Onto the main order of business and topic of much debate, argument and tears – Crystal Castles.
“Jis, I saw Alice last night! Lyf made!” “Who’s this Edith bitch? She’s no Alice!” “I’ve waited 7 years to see them live!” “What’s this? No, really. What the hell is this???”
These are a few quotes that birthed itself from Crystal Castles’ performance. In a nutshell, for those who need to have the blanks filled in: Crystal Castles are an experimental electronic band formed in 2003 in Toronto, Ontario by songwriter/producer Ethan Kath, with newly introduced member, Alice Glass in 2006. Historically, they’re known for their chaotic live shows and lo-fi melancholic homemade productions.

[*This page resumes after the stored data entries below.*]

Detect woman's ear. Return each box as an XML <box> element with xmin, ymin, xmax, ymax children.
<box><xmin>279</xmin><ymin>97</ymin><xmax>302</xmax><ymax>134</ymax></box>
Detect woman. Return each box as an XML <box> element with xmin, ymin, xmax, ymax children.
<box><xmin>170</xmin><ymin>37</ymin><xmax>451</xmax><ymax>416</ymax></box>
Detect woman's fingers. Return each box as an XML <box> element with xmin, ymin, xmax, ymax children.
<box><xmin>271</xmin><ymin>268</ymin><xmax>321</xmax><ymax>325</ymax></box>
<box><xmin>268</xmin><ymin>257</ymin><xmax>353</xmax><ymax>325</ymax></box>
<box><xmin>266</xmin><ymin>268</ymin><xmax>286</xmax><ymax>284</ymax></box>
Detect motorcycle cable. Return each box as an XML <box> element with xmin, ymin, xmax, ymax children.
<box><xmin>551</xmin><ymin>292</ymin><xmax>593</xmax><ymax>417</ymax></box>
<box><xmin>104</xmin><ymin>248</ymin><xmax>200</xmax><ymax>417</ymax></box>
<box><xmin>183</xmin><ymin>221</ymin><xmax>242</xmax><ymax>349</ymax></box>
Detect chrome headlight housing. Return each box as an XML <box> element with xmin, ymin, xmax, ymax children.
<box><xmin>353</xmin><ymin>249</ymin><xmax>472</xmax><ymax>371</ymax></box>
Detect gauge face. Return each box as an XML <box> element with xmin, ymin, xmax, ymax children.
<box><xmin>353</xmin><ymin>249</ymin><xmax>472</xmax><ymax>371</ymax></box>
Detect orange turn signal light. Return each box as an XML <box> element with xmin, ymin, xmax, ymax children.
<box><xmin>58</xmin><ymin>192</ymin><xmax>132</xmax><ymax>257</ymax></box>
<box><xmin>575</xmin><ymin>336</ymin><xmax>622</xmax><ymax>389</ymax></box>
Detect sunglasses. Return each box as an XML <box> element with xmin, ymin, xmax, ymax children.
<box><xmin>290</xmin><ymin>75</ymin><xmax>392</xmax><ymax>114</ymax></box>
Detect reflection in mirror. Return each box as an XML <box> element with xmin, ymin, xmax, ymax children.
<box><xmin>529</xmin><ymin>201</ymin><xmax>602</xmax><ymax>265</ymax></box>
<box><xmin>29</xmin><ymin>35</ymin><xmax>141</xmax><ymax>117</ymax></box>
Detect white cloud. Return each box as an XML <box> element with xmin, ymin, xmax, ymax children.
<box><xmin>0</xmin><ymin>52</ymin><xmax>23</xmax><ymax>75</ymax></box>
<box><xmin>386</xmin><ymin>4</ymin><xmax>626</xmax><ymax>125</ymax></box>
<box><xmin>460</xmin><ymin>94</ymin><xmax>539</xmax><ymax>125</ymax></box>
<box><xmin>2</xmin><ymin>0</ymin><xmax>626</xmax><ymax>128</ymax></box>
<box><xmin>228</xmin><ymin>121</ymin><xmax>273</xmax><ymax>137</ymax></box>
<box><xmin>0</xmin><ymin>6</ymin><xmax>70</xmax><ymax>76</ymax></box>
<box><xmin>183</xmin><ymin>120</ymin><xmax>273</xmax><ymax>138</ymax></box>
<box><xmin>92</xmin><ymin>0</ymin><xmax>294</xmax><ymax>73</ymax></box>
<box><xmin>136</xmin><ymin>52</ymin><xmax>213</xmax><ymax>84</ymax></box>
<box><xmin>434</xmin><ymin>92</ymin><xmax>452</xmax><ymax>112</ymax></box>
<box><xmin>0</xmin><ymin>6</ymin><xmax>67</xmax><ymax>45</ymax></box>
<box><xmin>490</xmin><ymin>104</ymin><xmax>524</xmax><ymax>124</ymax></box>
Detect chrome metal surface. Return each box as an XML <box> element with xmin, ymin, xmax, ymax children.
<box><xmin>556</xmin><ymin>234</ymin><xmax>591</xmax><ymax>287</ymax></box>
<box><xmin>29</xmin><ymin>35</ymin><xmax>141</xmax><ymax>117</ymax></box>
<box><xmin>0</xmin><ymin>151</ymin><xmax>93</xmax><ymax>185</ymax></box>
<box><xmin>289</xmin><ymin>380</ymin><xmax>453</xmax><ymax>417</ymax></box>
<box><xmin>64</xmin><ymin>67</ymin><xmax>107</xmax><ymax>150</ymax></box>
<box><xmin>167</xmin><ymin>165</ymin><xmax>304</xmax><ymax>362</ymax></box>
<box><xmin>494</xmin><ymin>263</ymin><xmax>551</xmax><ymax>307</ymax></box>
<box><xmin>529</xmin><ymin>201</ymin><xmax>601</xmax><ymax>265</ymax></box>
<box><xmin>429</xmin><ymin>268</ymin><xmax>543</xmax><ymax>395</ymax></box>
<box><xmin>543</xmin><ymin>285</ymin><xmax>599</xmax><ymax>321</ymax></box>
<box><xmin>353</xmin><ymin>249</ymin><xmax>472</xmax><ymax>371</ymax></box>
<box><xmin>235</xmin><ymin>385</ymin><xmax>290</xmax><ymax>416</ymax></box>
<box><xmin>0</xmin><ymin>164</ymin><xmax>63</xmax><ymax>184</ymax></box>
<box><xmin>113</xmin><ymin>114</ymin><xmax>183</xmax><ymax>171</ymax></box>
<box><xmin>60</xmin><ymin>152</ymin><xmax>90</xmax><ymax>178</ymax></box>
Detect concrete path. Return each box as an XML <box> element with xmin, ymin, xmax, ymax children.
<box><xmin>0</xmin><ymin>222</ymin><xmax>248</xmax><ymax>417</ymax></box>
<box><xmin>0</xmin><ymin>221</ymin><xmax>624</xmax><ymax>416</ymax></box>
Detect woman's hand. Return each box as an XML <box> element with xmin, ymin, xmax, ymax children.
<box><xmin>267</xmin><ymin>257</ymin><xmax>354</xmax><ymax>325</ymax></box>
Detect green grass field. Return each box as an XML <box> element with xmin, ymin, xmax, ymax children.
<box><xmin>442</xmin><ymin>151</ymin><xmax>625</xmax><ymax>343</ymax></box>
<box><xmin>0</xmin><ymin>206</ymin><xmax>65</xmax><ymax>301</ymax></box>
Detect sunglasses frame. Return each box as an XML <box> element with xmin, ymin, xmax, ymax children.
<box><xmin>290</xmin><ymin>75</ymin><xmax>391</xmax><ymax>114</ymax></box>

FFW to 2015 – Alice is kaput; “so done”, and has been replaced with Edith Frances, which, on the surface and to those with okay eye-sight, might as well be the same person.

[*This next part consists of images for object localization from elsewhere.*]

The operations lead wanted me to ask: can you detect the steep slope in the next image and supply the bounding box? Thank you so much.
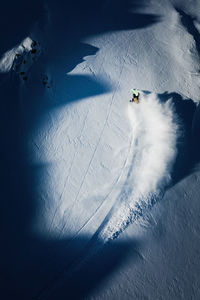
[1,0,200,299]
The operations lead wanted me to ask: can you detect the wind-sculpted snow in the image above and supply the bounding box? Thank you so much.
[99,93,178,241]
[0,37,33,73]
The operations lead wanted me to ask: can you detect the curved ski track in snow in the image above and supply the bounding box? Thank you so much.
[97,93,178,241]
[35,93,179,300]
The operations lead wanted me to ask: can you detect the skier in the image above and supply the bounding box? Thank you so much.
[130,88,140,103]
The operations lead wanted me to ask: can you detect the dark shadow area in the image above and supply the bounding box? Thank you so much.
[0,1,160,299]
[191,102,200,169]
[2,232,139,300]
[157,91,199,184]
[171,7,200,174]
[172,7,200,173]
[0,1,44,56]
[174,6,200,59]
[32,238,140,300]
[46,0,160,36]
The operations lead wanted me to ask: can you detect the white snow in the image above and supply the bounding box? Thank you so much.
[1,0,200,299]
[99,93,178,241]
[0,37,33,73]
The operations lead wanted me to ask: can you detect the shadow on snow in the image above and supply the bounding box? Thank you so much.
[157,91,200,184]
[0,1,160,299]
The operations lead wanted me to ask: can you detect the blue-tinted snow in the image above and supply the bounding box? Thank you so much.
[1,0,200,299]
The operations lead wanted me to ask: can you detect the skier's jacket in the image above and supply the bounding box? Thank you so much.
[130,89,139,97]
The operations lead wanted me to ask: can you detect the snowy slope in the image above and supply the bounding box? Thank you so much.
[1,0,200,299]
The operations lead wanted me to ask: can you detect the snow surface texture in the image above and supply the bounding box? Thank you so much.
[99,93,178,241]
[1,0,200,299]
[0,37,33,73]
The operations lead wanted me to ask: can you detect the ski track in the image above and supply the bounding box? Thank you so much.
[47,109,90,235]
[97,92,178,242]
[55,126,133,248]
[70,36,131,209]
[54,40,132,239]
[35,93,179,300]
[60,93,178,274]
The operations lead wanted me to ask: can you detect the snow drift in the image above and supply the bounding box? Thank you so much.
[0,37,33,73]
[98,93,178,241]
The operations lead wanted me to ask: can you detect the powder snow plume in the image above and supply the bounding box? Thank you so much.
[98,92,178,241]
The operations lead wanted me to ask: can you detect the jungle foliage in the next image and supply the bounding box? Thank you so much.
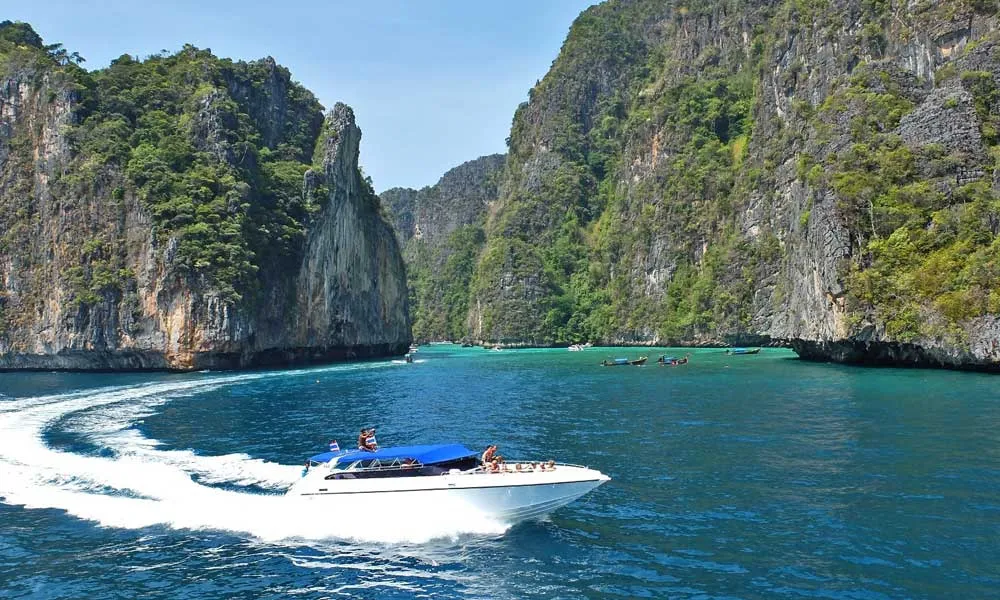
[0,22,326,305]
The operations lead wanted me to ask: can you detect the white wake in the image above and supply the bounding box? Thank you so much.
[0,365,509,543]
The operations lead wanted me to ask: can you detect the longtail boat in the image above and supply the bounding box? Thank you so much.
[601,357,648,366]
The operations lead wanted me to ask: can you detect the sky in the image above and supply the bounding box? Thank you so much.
[7,1,600,192]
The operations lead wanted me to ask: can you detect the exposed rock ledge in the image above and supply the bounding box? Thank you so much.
[0,343,406,372]
[791,317,1000,372]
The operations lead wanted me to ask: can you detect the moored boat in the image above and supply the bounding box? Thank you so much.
[725,347,760,355]
[657,355,689,365]
[288,444,610,523]
[601,357,647,366]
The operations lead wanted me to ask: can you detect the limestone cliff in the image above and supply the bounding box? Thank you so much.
[0,24,410,370]
[382,154,504,342]
[408,1,1000,370]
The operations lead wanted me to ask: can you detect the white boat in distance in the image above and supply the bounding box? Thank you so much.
[287,444,610,523]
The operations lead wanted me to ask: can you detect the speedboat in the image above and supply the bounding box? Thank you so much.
[287,444,610,523]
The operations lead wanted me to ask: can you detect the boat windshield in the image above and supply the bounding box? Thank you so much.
[332,457,421,471]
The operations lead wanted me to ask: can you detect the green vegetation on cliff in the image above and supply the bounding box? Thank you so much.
[472,0,763,344]
[1,21,325,307]
[387,0,1000,357]
[382,154,504,342]
[407,225,485,340]
[77,47,323,301]
[1,21,411,368]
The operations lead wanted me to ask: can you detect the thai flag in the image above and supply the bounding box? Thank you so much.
[329,440,340,452]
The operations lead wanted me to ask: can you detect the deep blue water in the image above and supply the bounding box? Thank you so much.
[1,346,999,599]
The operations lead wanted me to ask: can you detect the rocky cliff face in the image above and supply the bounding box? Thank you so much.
[406,1,1000,369]
[0,25,410,370]
[382,154,504,342]
[383,154,504,250]
[289,105,410,360]
[739,0,1000,370]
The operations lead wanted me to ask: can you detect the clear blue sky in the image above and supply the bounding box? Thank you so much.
[9,1,599,191]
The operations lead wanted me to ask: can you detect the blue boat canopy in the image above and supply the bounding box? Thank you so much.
[308,451,344,464]
[309,443,477,466]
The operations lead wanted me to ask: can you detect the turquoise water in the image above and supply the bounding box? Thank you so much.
[1,346,998,599]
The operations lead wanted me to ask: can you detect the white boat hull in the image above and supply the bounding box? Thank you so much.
[287,465,609,524]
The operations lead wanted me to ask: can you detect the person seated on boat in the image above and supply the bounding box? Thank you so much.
[358,428,378,451]
[402,457,417,469]
[481,444,497,466]
[546,460,556,471]
[364,428,378,451]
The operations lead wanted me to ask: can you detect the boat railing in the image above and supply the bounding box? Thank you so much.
[466,461,590,474]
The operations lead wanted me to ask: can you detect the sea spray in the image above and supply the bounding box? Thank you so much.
[0,362,509,544]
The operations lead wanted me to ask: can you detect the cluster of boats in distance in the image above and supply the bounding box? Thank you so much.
[413,342,764,366]
[598,348,760,367]
[600,355,686,366]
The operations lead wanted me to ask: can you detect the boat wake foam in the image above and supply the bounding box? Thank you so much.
[0,365,510,544]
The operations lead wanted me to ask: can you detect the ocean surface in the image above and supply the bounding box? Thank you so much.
[1,346,998,599]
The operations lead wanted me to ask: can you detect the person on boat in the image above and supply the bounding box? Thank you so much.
[481,445,497,465]
[547,460,556,470]
[364,428,378,451]
[358,428,378,451]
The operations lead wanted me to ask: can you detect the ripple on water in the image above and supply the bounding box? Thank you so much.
[1,347,999,598]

Now, to any 2005 scenester, Crystal Castles were/is the holy grail of electronica and nostalgia. To many, this was the first band they experienced a multitude of teen-things to and grew with them, as the years progressed.
Years having passed, Crystal Castles were set to perform their first-ever show without the infamous Alice Glass, in South Africa. Even though dismayed at the fact that their beloved Glass would not be gracing the stage, these kids were super stoked, nonetheless, that Crystal Castles chose them as guinea pigs for, what must have been, a nerve-wracking performance.

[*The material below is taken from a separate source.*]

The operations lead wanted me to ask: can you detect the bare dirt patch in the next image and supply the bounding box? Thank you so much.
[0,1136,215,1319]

All’s well that ends well? Not quite. About two tracks in, long-standing fans were WTF-ing all over Carfax. Some jammed to heartfelt nostalgia, but others were confused by the quality of Edith’s performance, as well as the show having felt more like a DJ set than performances Crystal Castles were known for.
Look, fair enough. To all opinions. Crystal Castles have been known for a certain calibre performance over a couple of years, and to deep-dyed fans – yoh, I’m sorry, but, in all fairness, Crystal Castles in 2015 is another animal, all on its own, and so, a vastly different performance ought to have been expected.
To those wailing “but Edith isn’t Alice”. Yeah, exactly. Astute observation.
What cannot be excused, however, is Carfax’s terrible acoustics, which influenced Crystal Castles’ delivery, as well as P.H.Fat’s.
All in all? An electrifying evening with SA’s finest holding their own against international acts, where Alice is not Edith and Carfax ought to review their sound delivery.